Cama, da Fundação Parzor, trabalha nessa iniciativa há 35 anos. The Threads of Continuity: Zoroastrian Life and Culture at IGNCA, uma exposição imersiva inicia a jornada do princípio filosófico zoroastriano básico, Humata, Hukata, Huvarashte (bons pensamentos, boas palavras, boas ações). Zoroastrianos nunca realmente contaram sua própria história. Sempre foi o Ocidente ou forasteiros. Eu coloquei 11 capítulos de minha própria pesquisa pessoal e então tenho 36 zoroastrianos e não zoroastristas trabalhando no campo. Temos vozes e permitimos que nosso próprio povo fale por si mesmo, diz Cama.
Durante seus anos de pesquisa, a professora do Lady Sri Ram College, da Universidade de Delhi, também viajou para países como o Irã e o Afeganistão. Ela encontrou uma filosofia e uma consciência ecológica muito semelhantes. Descobrimos que tanto o patrimônio tangível quanto o intangível se aglutinam, diz ela. A coleção em Delhi, portanto, vem de fontes variadas - de coleções particulares ao Museu Britânico, Biblioteca Britânica, The Ancient India & Iran Trust (Cambridge), Bombay Parsi Punchayet, Victoria and Albert Museum, SOAS, University of London e o Museu Nacional de Delhi, entre outros.

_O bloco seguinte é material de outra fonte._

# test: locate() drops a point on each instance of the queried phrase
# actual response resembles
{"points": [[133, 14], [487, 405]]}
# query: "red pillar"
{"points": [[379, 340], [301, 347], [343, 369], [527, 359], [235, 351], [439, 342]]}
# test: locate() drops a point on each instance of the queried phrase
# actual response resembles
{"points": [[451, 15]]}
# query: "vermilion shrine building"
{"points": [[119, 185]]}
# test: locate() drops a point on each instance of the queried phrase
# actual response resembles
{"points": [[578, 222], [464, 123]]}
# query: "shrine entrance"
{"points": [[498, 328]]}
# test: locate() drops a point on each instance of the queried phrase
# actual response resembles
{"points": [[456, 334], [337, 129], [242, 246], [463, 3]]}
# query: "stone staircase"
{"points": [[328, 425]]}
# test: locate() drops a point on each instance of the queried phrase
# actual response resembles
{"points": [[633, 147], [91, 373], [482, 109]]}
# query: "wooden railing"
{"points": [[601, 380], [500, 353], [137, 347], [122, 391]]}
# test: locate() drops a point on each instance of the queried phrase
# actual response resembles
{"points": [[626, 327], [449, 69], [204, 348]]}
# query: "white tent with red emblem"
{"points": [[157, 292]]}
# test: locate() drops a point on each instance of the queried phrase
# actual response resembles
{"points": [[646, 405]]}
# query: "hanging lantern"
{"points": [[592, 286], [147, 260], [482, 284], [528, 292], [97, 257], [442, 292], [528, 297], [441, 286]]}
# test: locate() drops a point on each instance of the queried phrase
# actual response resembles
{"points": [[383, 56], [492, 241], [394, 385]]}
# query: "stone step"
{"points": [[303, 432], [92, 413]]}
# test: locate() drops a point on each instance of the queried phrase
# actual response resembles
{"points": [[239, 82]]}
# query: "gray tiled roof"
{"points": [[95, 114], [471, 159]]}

A segunda exposição, no Museu Nacional, traz Cama em colaboração com os curadores Sarah Stewart, Firoza Punthakey Mistree, Ursula Sims Williams, Almut Hintse, Pheroza Godrej. The Everlasting Flame: Zoroastrianism in History and Imagination, que viajou para SOAS, é uma narrativa visual da história da comunidade. Partindo do mundo antigo, a exposição traça o desenvolvimento da religião, desde o Irã ao subcontinente indiano e ao resto do mundo.
tipos de rosas com fotos
O terceiro culmina no NGMA, que abriga dois programas importantes, Painted Encounters - Parsi traders e The Community (uma seleção de 2013 com curadoria de Godrej e Mistree) e No Parsi is an Island (com curadoria de Nancy Adajania e Ranjit Hoskote). A narrativa, aqui, se desloca para o mundo colonial inicial, a participação parsi durante o tempo de afirmação econômica de várias comunidades comerciais, e vai desde o período colonial tardio até o presente. Em No Parsi is an Island, decolando de No Man is an Island do poeta John Donne, Hoskote e Adajania, junto com Godrej, encontram uma narrativa lírica nas obras de 14 artistas Parsi ao longo de 150 anos, como Pestonji Bomanji, MF Pithawalla e Sorab Pithawalla, junto com a inclusão de artistas não-Parsi, como Sudhir Patwardhan e Atul e Anju Dodiya.
Retratos, móveis e tecidos são uma característica comum, com cada exposição uma mistura de influências. Cama chama isso de cultura pega, aquela que assimila diferentes nuances culturais de diferentes lugares. O que quisermos, simplesmente colocamos em nossa caixa, diz ela, apontando para o delicado bordado chinês em uma seda parsi. Os retratos apresentam uma influência semelhante. Um no NGMA, por exemplo, é um retrato de uma mulher parsi por um artista chinês, sua superfície uma delicada porcelana de casca de ovo.
O poema de Keki N Daruwalla de Collected Poems 1970-2005, projetado na entrada do NGMA, dá um tom conclusivo para nossa turnê de três exposições: Migração é sempre difícil: / pergunto qualquer seca, / qualquer praga; / pergunte o ano 1947./ Pergunte ao as próprias crônicas: / se não houve migrações; teria havido / história suficiente para mastigar.
diferentes tipos de árvores de abeto
O programa, que inclui palestras e simpósios até maio, é um esforço magnífico e veio com uma realização profunda, diz Cama. O Censo nos considera tão insignificantes que ainda não nos deram os dados de 2010. Diminuímos 10% a cada década. Somos um triângulo demográfico completamente invertido. O padrão de crescimento sueco diz que você está perigosamente equilibrado se tiver 16 por cento acima dos 65 anos. Temos 35 por cento acima dos 75 anos. Nosso esforço é uma corrida contra o tempo, diz ela.